Görüntülediğiniz mahkeme kararı kesinleşmiş bir karardır.

T.C.
İSTANBUL
BÖLGE ADLİYE MAHKEMESİ
13. HUKUK DAİRESİ
DOSYA NO: 2018/1365 Esas
KARAR NO : 2019/1490 Karar
T Ü R K M İ L L E T İ A D I N A
İ S T İ N A F K A R A R I
İNCELENEN DOSYANIN
MAHKEMESİ: KOCAELİ 1. ASLİYE TİCARET MAHKEMESİ
NUMARASI : 2018/35 Esas 2018/388 Karar
TARİH: 16/07/2018
DAVA: Kıymetli Evrak İptali (Çek İptali (Hasımsız))
KARAR TARİHİ: 23/10/2019
İlk derece mahkemesinde yapılan inceleme sonucunda verilen karara karşı istinaf kanun yoluna başvurulmuş olmakla dava dosyası incelendi:
TARAFIN İDDİASININ ÖZETİ: Davacı vekili dava dilekçesi ile; dava konusu … A. Ş. İzmit E-5 Şubesine ait, … çek numaralı, 30/01/2018 keşide tarihli, 10.000-TL bedelli çek ve … çek numaralı, 28/02/2018 keşide tarihli, 30.000-TL bedelli çeklerin … A.Ş tarafından müvekkili lehine keşide edildiğini, dava konusu çeklerin müvekkilinde iken yıkanmak suretiyle zayi olduğunu belirterek, zayi olan çeklerin iptaline karar verilmesini talep etmiştir.
İLK DERECE MAHKEMESİNİN KARARININ ÖZETİ:İlk Derece Mahkemesi 16/07/2018 tarih 2018/35 Esas 2018/388 Karar sayılı kararında;”Dava, 6102 Sayılı Türk Ticaret Kanunu’nun 651. Maddesi gereğince açılmış zayi nedeni ile çek iptali davasıdır.

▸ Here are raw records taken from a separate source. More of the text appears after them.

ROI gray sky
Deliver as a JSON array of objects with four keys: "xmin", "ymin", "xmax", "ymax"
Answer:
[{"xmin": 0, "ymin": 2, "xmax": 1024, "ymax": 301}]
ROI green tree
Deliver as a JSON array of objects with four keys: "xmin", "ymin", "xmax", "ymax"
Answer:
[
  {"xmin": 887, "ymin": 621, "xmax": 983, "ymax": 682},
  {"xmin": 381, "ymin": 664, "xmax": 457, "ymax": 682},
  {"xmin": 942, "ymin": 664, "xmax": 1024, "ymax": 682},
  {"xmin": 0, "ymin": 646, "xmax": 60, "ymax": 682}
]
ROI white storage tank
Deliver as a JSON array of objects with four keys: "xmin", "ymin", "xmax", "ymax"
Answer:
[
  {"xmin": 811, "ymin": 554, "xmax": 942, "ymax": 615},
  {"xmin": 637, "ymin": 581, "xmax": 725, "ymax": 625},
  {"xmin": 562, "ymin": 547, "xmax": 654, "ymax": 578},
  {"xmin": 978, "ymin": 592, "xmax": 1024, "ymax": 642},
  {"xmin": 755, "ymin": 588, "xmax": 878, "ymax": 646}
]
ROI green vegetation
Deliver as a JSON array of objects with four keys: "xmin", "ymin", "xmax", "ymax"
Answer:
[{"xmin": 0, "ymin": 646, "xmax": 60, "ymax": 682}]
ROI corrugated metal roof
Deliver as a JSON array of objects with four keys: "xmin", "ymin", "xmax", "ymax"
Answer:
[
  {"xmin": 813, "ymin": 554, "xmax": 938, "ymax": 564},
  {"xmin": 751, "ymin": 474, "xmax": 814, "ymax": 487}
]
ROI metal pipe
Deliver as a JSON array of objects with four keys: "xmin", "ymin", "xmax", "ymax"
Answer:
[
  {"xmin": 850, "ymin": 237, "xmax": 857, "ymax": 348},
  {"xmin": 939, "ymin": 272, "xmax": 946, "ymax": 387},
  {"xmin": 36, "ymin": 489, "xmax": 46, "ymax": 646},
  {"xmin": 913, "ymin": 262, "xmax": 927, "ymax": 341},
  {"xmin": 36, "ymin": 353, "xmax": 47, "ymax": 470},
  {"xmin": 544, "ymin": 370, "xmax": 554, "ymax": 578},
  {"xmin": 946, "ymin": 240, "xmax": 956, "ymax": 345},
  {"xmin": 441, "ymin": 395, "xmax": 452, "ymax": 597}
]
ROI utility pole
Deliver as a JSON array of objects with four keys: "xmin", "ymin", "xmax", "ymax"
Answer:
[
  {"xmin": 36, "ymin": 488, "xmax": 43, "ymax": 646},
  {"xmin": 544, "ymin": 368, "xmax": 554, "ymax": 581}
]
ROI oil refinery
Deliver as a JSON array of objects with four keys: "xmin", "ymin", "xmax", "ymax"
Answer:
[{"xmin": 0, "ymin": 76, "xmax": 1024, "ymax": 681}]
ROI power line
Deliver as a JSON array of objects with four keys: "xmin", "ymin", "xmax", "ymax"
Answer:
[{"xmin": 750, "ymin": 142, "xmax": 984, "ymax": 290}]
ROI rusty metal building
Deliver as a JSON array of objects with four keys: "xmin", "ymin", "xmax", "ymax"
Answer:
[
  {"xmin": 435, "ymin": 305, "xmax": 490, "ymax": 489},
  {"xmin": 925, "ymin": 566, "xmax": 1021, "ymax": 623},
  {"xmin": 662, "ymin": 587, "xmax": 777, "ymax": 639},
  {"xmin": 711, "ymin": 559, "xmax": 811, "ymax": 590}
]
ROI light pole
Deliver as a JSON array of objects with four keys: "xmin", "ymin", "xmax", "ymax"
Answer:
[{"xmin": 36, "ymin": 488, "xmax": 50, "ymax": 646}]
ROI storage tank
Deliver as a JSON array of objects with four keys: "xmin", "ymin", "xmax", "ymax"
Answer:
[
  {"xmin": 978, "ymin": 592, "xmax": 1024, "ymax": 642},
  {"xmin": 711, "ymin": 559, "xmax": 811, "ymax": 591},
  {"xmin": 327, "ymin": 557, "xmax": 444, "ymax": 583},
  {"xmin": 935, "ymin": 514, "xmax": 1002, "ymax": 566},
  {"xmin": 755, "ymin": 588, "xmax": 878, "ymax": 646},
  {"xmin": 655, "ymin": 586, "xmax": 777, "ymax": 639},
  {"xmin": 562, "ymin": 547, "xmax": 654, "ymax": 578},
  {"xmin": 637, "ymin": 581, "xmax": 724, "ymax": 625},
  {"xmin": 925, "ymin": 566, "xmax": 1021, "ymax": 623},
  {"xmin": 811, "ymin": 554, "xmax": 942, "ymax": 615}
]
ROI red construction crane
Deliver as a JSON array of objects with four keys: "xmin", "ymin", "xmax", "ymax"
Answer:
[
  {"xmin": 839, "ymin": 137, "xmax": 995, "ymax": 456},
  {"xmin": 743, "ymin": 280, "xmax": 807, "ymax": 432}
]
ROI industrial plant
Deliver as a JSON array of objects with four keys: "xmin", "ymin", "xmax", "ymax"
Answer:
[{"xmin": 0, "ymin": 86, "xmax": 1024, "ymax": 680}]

Dava dilekçesinde bahsi geçen çeklerle ilgili Ticaret Sicili Gazetesinde üç kez ilan yaptırılmış, yapılan ilanlara rağmen çekle ilgili mahkememize herhangi bir müracaatın yapılmadığı belirlenmiştir.Davacının dava dilekçesi incelendiğinde alacağına karşılık olarak aldığı çeke ilişkin iptal davası açtığı, 6102 sayılı TTK’ nın 651. Maddesinde kıymetli evrakın zayi olduğu takdirde mahkeme tarafından iptaline karar verileceği hususunun düzenlendiği ve TTK’ nın 651. maddesinde düzenlendiği üzere bir zayi durumunun somut olayda söz konusu olmadığı, zira davacının dilekçesinde belirttiği üzere çekin yıkandığı, dolayısıyla dava konusu çekin akıbetinin bilindiği, tedavüle girme endişesinin bulunmadığı, çalınma, kaybolma ya da iradesi dışında elinden çıkma durumunun söz konusu olmadığı, yapılan ilanlar ile bankaya yazılan müzekkere neticesinde davaya konu çekin ibraz edilmemiş olmasının bu durumu açıkca ortaya koyduğu anlaşılmakla davacının talebi yapılan duruşma sonunda (HMK Madde 137) dava şartı yokluğundan reddi gerektiği…” gerekçesi ile; Davanın reddine karar verilmiş ve karara karşı davacı vekili tarafından istinaf başvurusunda bulunulmuştur.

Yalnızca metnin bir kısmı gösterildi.